NPA boss Shamila Batohi to review all high-profile cases

National director of public prosecutions Shamila Batohi. Picture: ALON SKUY
National director of public prosecutions Shamila Batohi. Picture: ALON SKUY

National director of public prosecutions Shamila Batohi says she is under no illusion that the National Prosecuting Authority (NPA) will come under attack as it gears up to take on those who benefited from looting the state.

Batohi addressed the media on Friday almost four months since she took up the reins at the NPA, an institution which was for more than a decade seen as being politically abused and riven with factionalism.

“We are going to be accused of pursuing persons for political and other motives. And we expect that we will personally be attacked, as well for various reasons. And we hope that when that will happen … that civil society and those that want to fight the good fight will be behind us,” Batohi said.

“It is all about solving the massive corruption problem we have in SA,” Batohi said.

She said a number of priorities were identified in her first few months as top prosecutor. These included addressing the NPA’s leadership crisis, getting increased funding for the NPA, reviewing high-profile cases and the NPA’s structure to improve effectiveness.

She said the model should be one that decentralised powers  and a small, specialised and highly skilled capacity in the NPA’s national office to actively give support to prosecutors in the different regions.

This would enhance the independence of the directors of public prosecutions all over the country. She said that in the past too much of the decision-making came from the national office, which “created part of the problem”. She said the National Prosecuting Authority Act was clear that directors of public prosecutions make decisions to prosecute or not, and not the national director of public prosecutions.

The decision to drop graft charges against Mdluli and to institute racketeering charges against Booysen were at the heart of an inquiry into the fitness to hold office of former senior NPA officials Nomgcobo Jiba and Lawrence Mrwebi

Batohi confirmed that the controversial prosecutorial decisions under review included those involving former crime intelligence boss Richard Mdluli and former KwaZulu-Natal Hawks head Johan Booysen.

The decision to drop graft charges against Mdluli and to institute racketeering charges against Booysen were at the heart of an inquiry into the fitness to hold office of former senior NPA officials Nomgcobo Jiba and Lawrence Mrwebi. Both were fired by President Cyril Ramaphosa after they were found not to be fit to hold office by the inquiry. Parliament still has to either confirm Ramaphosa’s decision to fire the pair, or return them to their offices.
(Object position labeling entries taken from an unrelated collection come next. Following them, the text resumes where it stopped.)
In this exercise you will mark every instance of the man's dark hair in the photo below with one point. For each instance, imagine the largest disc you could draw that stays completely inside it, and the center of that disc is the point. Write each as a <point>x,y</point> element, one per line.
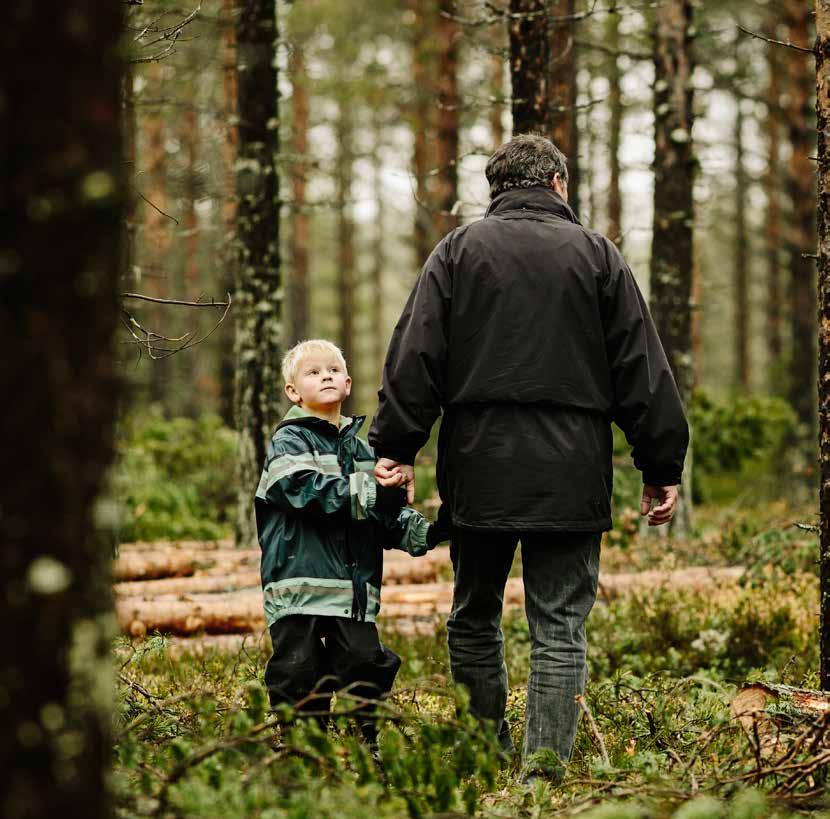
<point>525,161</point>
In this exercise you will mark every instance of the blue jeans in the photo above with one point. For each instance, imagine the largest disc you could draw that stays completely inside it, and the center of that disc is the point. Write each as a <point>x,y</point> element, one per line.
<point>560,572</point>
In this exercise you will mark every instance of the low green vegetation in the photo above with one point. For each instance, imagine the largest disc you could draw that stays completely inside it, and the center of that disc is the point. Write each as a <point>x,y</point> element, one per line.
<point>194,736</point>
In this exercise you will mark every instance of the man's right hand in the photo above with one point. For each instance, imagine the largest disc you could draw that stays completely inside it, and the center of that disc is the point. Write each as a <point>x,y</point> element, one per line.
<point>392,473</point>
<point>666,497</point>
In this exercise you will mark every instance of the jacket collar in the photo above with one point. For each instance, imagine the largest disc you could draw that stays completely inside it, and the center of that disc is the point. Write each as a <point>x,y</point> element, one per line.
<point>299,416</point>
<point>537,198</point>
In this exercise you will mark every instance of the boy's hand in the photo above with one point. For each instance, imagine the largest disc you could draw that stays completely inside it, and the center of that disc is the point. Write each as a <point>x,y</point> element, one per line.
<point>666,497</point>
<point>391,473</point>
<point>390,500</point>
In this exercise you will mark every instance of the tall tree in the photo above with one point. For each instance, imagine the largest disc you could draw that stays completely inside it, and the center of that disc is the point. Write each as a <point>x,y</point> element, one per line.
<point>801,235</point>
<point>562,91</point>
<point>529,65</point>
<point>823,151</point>
<point>61,200</point>
<point>446,193</point>
<point>155,261</point>
<point>258,301</point>
<point>422,125</point>
<point>230,146</point>
<point>674,165</point>
<point>741,255</point>
<point>379,244</point>
<point>345,231</point>
<point>299,209</point>
<point>614,199</point>
<point>772,191</point>
<point>497,94</point>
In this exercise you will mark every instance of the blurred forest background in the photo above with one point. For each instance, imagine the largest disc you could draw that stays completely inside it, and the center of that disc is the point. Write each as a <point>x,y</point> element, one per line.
<point>386,116</point>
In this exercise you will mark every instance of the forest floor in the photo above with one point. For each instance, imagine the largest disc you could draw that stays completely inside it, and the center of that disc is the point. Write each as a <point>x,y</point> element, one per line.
<point>194,736</point>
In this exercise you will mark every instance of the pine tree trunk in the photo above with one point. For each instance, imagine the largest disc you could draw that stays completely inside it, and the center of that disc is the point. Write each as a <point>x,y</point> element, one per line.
<point>741,254</point>
<point>379,249</point>
<point>131,199</point>
<point>772,191</point>
<point>345,233</point>
<point>190,141</point>
<point>446,193</point>
<point>258,305</point>
<point>529,65</point>
<point>230,147</point>
<point>562,92</point>
<point>497,94</point>
<point>299,211</point>
<point>158,226</point>
<point>671,248</point>
<point>61,212</point>
<point>823,150</point>
<point>612,36</point>
<point>801,235</point>
<point>424,227</point>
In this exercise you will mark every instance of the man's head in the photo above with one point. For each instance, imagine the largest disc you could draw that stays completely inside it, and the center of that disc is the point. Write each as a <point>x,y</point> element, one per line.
<point>525,161</point>
<point>316,377</point>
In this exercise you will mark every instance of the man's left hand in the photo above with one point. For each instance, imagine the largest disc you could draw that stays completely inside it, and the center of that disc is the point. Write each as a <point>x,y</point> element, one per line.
<point>392,473</point>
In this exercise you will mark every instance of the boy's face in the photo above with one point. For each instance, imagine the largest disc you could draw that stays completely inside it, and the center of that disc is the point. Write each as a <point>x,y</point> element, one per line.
<point>321,383</point>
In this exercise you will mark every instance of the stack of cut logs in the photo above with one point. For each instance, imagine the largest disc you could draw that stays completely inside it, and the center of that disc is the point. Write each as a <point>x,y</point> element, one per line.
<point>189,587</point>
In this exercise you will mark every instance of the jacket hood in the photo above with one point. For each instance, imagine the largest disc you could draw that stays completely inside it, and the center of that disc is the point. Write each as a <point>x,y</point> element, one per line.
<point>536,198</point>
<point>302,417</point>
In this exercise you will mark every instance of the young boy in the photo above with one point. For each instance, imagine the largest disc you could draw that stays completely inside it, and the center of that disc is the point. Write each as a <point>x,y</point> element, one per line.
<point>322,522</point>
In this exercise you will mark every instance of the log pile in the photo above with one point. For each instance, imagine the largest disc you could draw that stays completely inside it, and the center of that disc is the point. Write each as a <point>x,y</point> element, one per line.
<point>191,588</point>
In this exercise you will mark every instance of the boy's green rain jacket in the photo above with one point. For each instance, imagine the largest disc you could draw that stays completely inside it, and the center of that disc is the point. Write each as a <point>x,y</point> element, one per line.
<point>321,535</point>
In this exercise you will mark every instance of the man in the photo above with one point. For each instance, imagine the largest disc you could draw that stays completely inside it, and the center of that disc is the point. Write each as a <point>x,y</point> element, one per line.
<point>529,332</point>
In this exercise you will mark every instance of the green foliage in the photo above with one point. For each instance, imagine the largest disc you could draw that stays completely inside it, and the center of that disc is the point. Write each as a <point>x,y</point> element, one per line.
<point>730,435</point>
<point>172,477</point>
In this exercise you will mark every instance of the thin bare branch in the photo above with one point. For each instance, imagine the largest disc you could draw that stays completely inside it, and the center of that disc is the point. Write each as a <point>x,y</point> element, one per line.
<point>785,43</point>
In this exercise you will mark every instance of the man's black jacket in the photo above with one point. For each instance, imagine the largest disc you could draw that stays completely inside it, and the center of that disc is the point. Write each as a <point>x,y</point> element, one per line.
<point>530,334</point>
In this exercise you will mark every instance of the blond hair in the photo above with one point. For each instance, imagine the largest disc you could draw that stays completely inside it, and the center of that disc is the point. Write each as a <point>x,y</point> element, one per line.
<point>292,359</point>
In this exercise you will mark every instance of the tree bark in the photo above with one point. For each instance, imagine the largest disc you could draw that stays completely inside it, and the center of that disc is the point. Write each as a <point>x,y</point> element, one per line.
<point>259,281</point>
<point>529,65</point>
<point>422,58</point>
<point>497,94</point>
<point>230,148</point>
<point>772,191</point>
<point>741,254</point>
<point>299,210</point>
<point>612,37</point>
<point>61,209</point>
<point>802,232</point>
<point>446,189</point>
<point>674,165</point>
<point>823,151</point>
<point>154,263</point>
<point>562,92</point>
<point>345,232</point>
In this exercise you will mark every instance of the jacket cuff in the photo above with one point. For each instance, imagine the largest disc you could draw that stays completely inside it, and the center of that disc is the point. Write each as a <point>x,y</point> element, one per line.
<point>665,477</point>
<point>363,493</point>
<point>401,456</point>
<point>414,538</point>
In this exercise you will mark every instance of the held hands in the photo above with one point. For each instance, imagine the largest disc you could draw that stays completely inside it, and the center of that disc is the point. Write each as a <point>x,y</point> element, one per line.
<point>391,473</point>
<point>666,497</point>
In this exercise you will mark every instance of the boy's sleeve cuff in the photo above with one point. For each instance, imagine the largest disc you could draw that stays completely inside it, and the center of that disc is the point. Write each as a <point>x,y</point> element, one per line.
<point>364,492</point>
<point>656,477</point>
<point>401,456</point>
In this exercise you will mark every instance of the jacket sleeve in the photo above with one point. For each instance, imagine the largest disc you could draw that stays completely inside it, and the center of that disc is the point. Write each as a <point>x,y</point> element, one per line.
<point>407,532</point>
<point>414,375</point>
<point>647,405</point>
<point>299,482</point>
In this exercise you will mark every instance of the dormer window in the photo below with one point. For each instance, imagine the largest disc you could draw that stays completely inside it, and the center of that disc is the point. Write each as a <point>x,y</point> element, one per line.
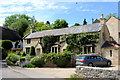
<point>28,41</point>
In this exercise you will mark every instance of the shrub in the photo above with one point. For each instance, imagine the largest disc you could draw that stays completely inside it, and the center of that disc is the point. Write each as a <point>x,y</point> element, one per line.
<point>75,77</point>
<point>38,62</point>
<point>32,51</point>
<point>7,44</point>
<point>13,57</point>
<point>28,65</point>
<point>10,63</point>
<point>62,62</point>
<point>22,59</point>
Batohi was flanked by advocate Hermione Cronje who will lead the NPA’s new investigating directorate tasked with probing complex corruption cases and those which emanate from the different commissions of inquiry into state capture, the SA Revenue Service and the Public Investment Corporation.

The investigating directorate will have three initial workstreams which will tackle issues such as corruption in the security sector, which includes the criminal justice system, corruption in state-owned enterprises and other high-level public and private-sector corruption. The directorate plans to go after those who benefited from the looting the state and not just the foot soldiers of corruption.

Both Batohi and Cronje emphasised that they were aware of the hunger for prosecutions in SA, but that the NPA had to ensure that the cases were not rushed and that it had solid cases to prosecute.

‘“All I can say to everyone from the president downwards, if we get evidence you will be prosecuted,” Batohi warned.